One non-traded REIT paid every exit in May. Another sealed the door in April.
One non-traded REIT paid every redemption in May. Another will only let you out if you die.
Same legal structure. Same six weeks of 2026. Opposite doors. That contrast is the whole lesson of the non-traded NAV REIT.
April vs May, two sponsors
Starwood SREIT (April 2026): after a $112.9 million quarterly net loss and roughly $4 billion in near-term debt coming due, the board suspended almost all redemptions. As of April it will repurchase shares in only two cases — death or qualifying disability of the holder (capped at $5M/month), or accounts under $5,000 (a separate $5M/month cap). Everyone else is locked in. The distribution got cut, too.
Ares AREIT (May 2026): aggregate NAV rose to $3.455B from $3.409B, NAV per interest ticked up to $8.19 — and it satisfied every redemption request in full.
Why it matters
In a non-traded NAV REIT, "you can redeem up to 2% a month" is not a right. It's a privilege the sponsor extends while the portfolio is healthy — and revokes precisely when you'd most want out. The hinge is the debt-maturity wall and the asset quality under it. Starwood's wall arrived; Ares had cut office to 5% and re-covered its distribution. Same structure, two balance sheets, two doors.

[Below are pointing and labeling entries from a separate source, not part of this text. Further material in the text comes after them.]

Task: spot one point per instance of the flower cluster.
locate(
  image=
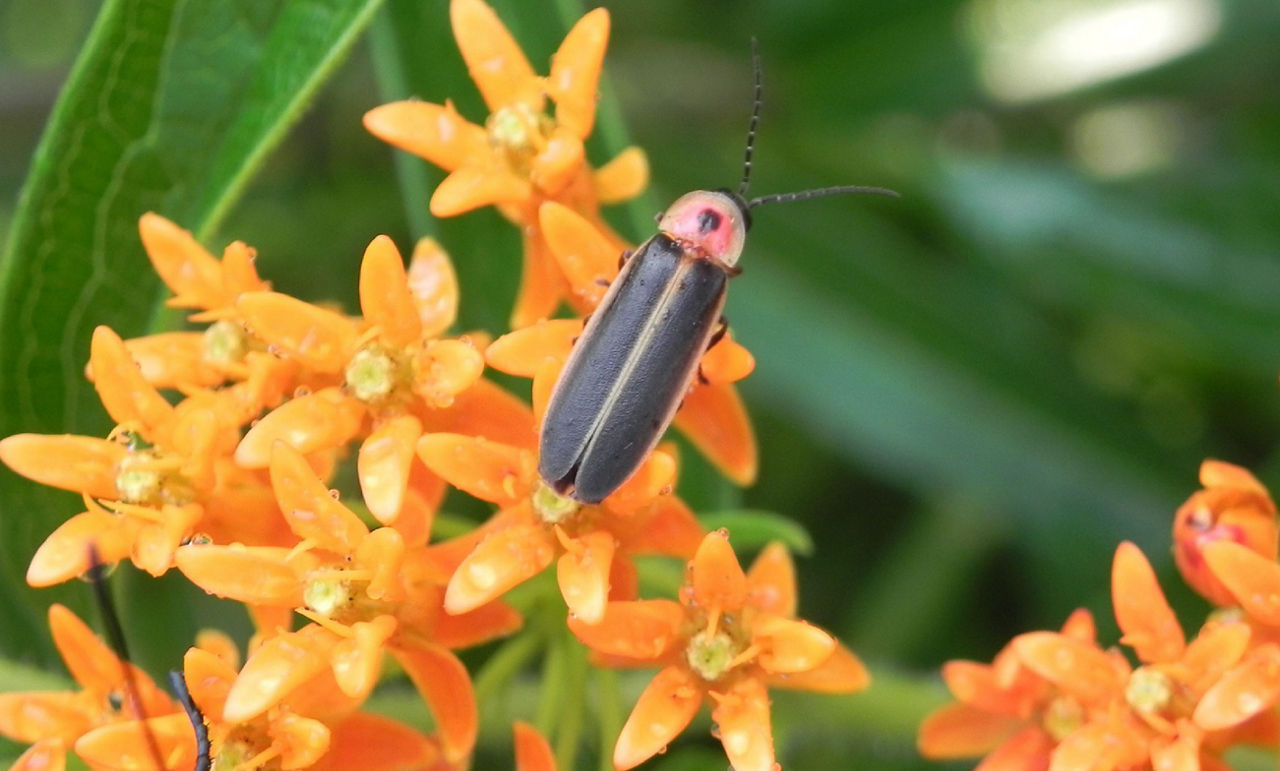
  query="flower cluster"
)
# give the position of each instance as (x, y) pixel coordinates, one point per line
(1059, 699)
(228, 438)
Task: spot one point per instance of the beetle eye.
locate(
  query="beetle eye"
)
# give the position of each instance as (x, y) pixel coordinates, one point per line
(708, 220)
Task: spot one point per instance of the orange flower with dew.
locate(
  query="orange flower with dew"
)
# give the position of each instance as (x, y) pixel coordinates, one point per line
(364, 592)
(112, 692)
(1233, 507)
(522, 155)
(163, 477)
(590, 544)
(391, 370)
(712, 415)
(728, 639)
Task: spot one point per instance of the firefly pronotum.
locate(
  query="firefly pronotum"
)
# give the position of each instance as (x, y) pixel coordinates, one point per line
(639, 352)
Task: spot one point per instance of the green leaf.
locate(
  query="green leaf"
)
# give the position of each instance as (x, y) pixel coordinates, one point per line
(169, 108)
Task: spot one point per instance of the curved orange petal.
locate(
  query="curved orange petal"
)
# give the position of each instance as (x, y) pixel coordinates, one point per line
(501, 561)
(1148, 624)
(585, 256)
(307, 505)
(583, 574)
(257, 575)
(494, 60)
(716, 575)
(384, 295)
(771, 582)
(624, 177)
(638, 629)
(533, 752)
(540, 281)
(278, 666)
(434, 287)
(1253, 579)
(446, 687)
(522, 352)
(664, 710)
(741, 716)
(82, 464)
(190, 272)
(318, 337)
(434, 132)
(384, 464)
(489, 470)
(65, 552)
(726, 361)
(471, 187)
(841, 673)
(321, 420)
(789, 646)
(963, 731)
(376, 743)
(1243, 692)
(576, 72)
(716, 422)
(1074, 666)
(357, 660)
(127, 397)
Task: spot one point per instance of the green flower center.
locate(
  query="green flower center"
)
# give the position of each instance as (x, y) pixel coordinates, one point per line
(552, 506)
(371, 374)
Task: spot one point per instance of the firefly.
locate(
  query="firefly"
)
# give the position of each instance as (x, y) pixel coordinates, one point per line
(638, 355)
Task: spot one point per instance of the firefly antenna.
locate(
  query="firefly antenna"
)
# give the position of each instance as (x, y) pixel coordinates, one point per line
(755, 121)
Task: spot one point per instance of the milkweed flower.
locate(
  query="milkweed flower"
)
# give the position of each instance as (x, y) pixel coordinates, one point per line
(1233, 507)
(110, 692)
(592, 544)
(522, 155)
(728, 638)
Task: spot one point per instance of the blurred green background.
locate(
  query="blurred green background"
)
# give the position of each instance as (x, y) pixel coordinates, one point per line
(967, 396)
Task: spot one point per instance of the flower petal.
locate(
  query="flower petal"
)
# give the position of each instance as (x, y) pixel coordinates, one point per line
(585, 256)
(624, 177)
(741, 716)
(716, 576)
(256, 575)
(1253, 579)
(1243, 692)
(489, 470)
(640, 629)
(384, 296)
(321, 420)
(434, 132)
(576, 71)
(434, 287)
(309, 506)
(1148, 624)
(522, 352)
(716, 422)
(446, 687)
(494, 60)
(664, 710)
(384, 464)
(771, 582)
(499, 562)
(583, 574)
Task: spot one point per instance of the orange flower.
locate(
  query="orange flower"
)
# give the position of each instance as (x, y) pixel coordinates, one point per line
(590, 543)
(1233, 507)
(362, 591)
(728, 638)
(161, 478)
(393, 369)
(112, 692)
(712, 415)
(522, 156)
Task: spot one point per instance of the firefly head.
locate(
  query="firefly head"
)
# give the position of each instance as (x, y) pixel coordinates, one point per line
(711, 222)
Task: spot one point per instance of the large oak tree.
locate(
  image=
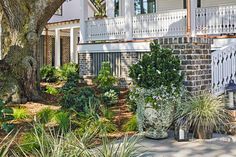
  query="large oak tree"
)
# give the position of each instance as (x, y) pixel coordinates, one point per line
(23, 21)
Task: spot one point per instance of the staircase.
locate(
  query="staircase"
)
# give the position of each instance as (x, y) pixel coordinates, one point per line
(223, 68)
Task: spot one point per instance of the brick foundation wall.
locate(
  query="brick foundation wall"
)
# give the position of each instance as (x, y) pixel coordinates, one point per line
(195, 55)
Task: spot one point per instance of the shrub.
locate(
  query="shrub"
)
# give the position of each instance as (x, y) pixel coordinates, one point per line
(45, 115)
(29, 142)
(6, 115)
(63, 120)
(69, 87)
(158, 68)
(69, 71)
(48, 74)
(203, 113)
(20, 113)
(80, 101)
(110, 98)
(131, 125)
(51, 90)
(105, 78)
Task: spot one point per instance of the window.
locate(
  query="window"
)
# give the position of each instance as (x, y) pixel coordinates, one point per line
(59, 11)
(198, 4)
(144, 6)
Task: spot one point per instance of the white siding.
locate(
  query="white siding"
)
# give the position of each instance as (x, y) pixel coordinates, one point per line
(211, 3)
(163, 5)
(70, 11)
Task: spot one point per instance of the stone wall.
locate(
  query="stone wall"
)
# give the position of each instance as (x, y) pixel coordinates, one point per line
(195, 55)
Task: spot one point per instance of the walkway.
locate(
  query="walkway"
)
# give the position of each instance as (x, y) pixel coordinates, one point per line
(219, 146)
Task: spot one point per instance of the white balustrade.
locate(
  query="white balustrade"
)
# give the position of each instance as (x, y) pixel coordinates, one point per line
(216, 20)
(223, 68)
(106, 29)
(171, 23)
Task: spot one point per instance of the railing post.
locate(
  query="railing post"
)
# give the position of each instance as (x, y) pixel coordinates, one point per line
(83, 17)
(191, 17)
(129, 12)
(110, 8)
(57, 48)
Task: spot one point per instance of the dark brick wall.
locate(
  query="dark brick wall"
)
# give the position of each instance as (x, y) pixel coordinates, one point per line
(195, 55)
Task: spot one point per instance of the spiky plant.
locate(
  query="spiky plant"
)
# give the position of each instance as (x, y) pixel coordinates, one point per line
(204, 113)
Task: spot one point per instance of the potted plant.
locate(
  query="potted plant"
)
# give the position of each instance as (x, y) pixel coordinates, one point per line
(158, 83)
(204, 113)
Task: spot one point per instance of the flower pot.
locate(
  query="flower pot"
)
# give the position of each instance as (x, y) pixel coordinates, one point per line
(202, 133)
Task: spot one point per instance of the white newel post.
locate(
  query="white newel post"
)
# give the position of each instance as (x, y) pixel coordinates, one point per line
(57, 48)
(83, 6)
(129, 11)
(110, 8)
(73, 45)
(193, 7)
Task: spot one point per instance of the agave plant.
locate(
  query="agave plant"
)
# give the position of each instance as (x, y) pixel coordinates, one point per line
(5, 145)
(204, 113)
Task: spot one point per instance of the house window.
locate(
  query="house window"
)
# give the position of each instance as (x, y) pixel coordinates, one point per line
(117, 8)
(198, 4)
(59, 11)
(144, 6)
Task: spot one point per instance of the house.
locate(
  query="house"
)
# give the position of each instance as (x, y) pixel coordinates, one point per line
(201, 32)
(60, 37)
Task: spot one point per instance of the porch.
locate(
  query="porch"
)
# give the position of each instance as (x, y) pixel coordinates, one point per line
(193, 21)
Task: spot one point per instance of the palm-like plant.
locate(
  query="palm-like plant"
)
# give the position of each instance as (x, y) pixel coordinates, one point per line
(204, 113)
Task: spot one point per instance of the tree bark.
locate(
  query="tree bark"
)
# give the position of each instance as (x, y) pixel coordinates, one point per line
(25, 20)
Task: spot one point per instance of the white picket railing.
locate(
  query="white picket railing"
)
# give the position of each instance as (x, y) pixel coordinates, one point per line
(171, 23)
(216, 20)
(106, 29)
(223, 68)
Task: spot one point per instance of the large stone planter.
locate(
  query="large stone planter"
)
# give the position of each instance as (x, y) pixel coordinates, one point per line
(154, 122)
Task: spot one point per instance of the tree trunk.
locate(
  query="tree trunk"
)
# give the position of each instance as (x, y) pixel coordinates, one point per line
(25, 21)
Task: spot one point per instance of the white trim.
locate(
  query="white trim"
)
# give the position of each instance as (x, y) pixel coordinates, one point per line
(115, 47)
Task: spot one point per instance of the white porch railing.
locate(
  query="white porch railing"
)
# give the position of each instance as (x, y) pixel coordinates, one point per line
(216, 20)
(223, 68)
(171, 23)
(106, 29)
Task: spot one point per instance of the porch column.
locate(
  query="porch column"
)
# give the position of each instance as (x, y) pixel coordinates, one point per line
(73, 44)
(83, 6)
(129, 12)
(57, 48)
(110, 8)
(191, 11)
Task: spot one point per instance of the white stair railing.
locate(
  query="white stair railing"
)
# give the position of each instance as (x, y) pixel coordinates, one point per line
(223, 68)
(216, 20)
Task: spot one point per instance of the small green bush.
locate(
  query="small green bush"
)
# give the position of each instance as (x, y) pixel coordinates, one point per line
(158, 68)
(29, 142)
(131, 125)
(63, 120)
(45, 115)
(105, 78)
(69, 71)
(110, 98)
(20, 113)
(48, 74)
(79, 100)
(51, 90)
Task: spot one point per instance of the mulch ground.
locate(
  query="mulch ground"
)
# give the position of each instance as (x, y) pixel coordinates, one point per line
(121, 112)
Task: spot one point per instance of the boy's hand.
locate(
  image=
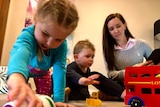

The publicly-traded version of this real estate never gates you — it just prices the risk in front of you every second (a median 16.2% discount to NAV as of January). You can always sell. You might not love the number, but the door is never locked.
The question isn't "what's the redemption cap?" It's "what's the debt-maturity schedule — and would this sponsor still honor the cap in a bad quarter?"